Katalin Sulyok won the Danubius Young Scientist Award

12.11.2019.
Katalin Sulyok won the Danubius Young Scientist Award
Ms. Sulyok, assistant professor at the Department of International Law is this year’s Hungarian prize winner of the award.

The Danubius Award was created in 2011 by the Austrian Federal Ministry for Education, Science and Research (BMBFW) and the Institute for the Danube Region and Central Europe with the intention to honor persons with extraordinary achievements in their scientific activity and output in relation to the Danube Region.

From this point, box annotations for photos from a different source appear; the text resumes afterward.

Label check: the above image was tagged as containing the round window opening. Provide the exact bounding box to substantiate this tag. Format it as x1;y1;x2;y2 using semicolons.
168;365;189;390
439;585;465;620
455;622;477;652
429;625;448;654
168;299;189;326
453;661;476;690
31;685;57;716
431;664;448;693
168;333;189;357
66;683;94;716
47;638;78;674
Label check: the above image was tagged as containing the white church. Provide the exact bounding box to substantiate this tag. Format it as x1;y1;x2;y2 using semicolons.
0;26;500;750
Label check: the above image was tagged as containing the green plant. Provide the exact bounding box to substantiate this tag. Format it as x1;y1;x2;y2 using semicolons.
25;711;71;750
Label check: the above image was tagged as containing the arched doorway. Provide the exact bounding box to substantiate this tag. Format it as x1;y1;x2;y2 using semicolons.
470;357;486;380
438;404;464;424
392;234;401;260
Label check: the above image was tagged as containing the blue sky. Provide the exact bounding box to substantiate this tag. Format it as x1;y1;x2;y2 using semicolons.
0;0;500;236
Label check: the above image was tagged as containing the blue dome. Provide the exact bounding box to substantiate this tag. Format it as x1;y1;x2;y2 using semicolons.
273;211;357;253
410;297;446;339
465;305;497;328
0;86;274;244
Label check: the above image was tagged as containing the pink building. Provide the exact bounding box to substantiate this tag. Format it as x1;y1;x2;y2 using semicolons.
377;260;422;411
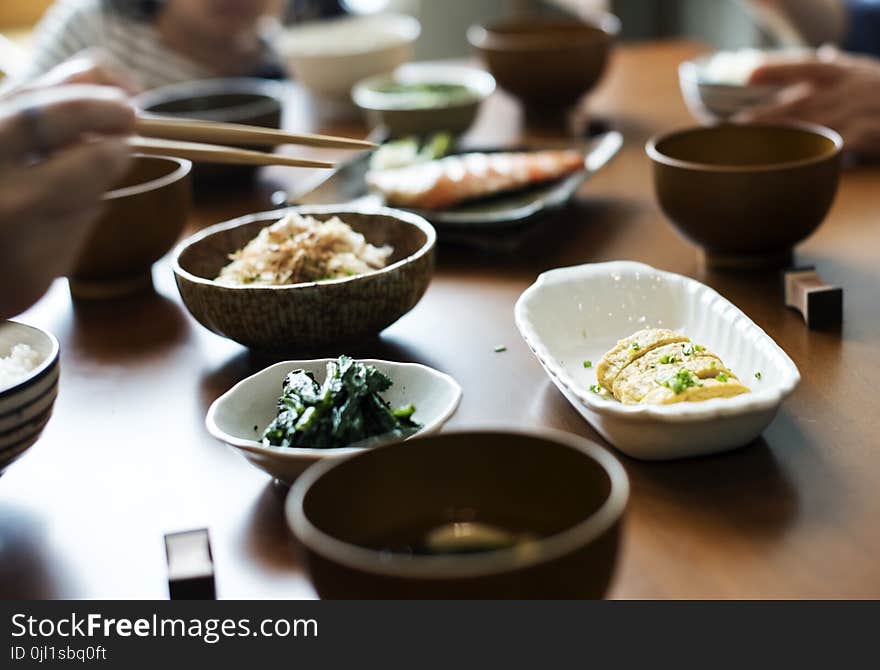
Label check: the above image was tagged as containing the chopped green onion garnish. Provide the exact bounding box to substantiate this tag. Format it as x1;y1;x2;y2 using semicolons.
663;368;701;394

This award is granted to 14 young scientists - one in each country that is part of the EU Strategy for the Danube Region. The award seeks to highlight the scientific work and talent of young researchers and enhance the visibility of the scientific community in the region: Moreover the award encourages young scientists to engage themselves in the scientific examination of the multifaceted issues and questions specifically related to the Danube Region.

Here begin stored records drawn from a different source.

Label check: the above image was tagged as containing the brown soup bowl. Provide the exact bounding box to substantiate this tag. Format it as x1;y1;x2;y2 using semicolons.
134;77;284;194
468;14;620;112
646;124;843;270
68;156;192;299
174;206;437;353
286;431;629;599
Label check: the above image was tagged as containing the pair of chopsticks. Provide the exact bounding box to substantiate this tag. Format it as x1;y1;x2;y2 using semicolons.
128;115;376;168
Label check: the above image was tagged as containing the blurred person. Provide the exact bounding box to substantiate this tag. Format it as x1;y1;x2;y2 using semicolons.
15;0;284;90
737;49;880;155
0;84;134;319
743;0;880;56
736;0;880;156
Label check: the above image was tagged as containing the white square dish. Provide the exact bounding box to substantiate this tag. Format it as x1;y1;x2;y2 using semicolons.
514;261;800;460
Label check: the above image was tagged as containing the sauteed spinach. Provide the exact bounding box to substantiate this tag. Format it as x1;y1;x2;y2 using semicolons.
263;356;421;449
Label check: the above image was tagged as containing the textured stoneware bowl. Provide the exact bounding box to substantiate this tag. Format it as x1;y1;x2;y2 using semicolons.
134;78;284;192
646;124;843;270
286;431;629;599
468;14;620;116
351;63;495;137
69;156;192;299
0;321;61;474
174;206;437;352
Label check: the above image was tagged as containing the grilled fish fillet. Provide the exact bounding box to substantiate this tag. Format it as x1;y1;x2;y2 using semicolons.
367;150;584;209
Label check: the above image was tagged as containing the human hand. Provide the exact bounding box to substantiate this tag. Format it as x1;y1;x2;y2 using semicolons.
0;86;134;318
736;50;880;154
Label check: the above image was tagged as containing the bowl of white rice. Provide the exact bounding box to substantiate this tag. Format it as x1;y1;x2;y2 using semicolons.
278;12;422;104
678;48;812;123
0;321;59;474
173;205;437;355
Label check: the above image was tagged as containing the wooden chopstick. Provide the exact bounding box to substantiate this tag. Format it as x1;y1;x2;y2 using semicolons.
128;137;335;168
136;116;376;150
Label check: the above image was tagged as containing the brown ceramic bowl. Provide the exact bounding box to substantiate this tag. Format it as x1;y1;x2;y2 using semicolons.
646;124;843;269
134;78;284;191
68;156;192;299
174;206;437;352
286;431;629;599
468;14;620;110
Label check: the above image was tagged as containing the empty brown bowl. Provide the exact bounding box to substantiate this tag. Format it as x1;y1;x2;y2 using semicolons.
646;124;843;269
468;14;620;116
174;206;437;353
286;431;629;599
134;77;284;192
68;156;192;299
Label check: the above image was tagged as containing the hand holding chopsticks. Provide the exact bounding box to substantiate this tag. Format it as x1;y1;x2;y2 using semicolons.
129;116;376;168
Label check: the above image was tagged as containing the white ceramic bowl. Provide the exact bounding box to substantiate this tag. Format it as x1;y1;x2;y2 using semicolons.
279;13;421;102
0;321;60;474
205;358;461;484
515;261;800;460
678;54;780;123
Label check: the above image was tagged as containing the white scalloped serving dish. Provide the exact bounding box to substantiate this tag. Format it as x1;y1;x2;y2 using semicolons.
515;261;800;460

Ms. Sulyok was nominated for the award by ELTE. She has a long history with the university: she graduated here first as a biologist, then completed a second degree at the Faculty of Law. Following that, she obtained an LLM at Harvard University as a Fulbright scholar, and she received the László Sólyom Scholarship at the same time. Ms. Sulyok won several prestigious awards in the past few years, among which she got the Irving Oberman Environmental Law Writing Prize, the Pro Dissertatione Iuridica Excellentissima prize and the Henry Wheaton Prize.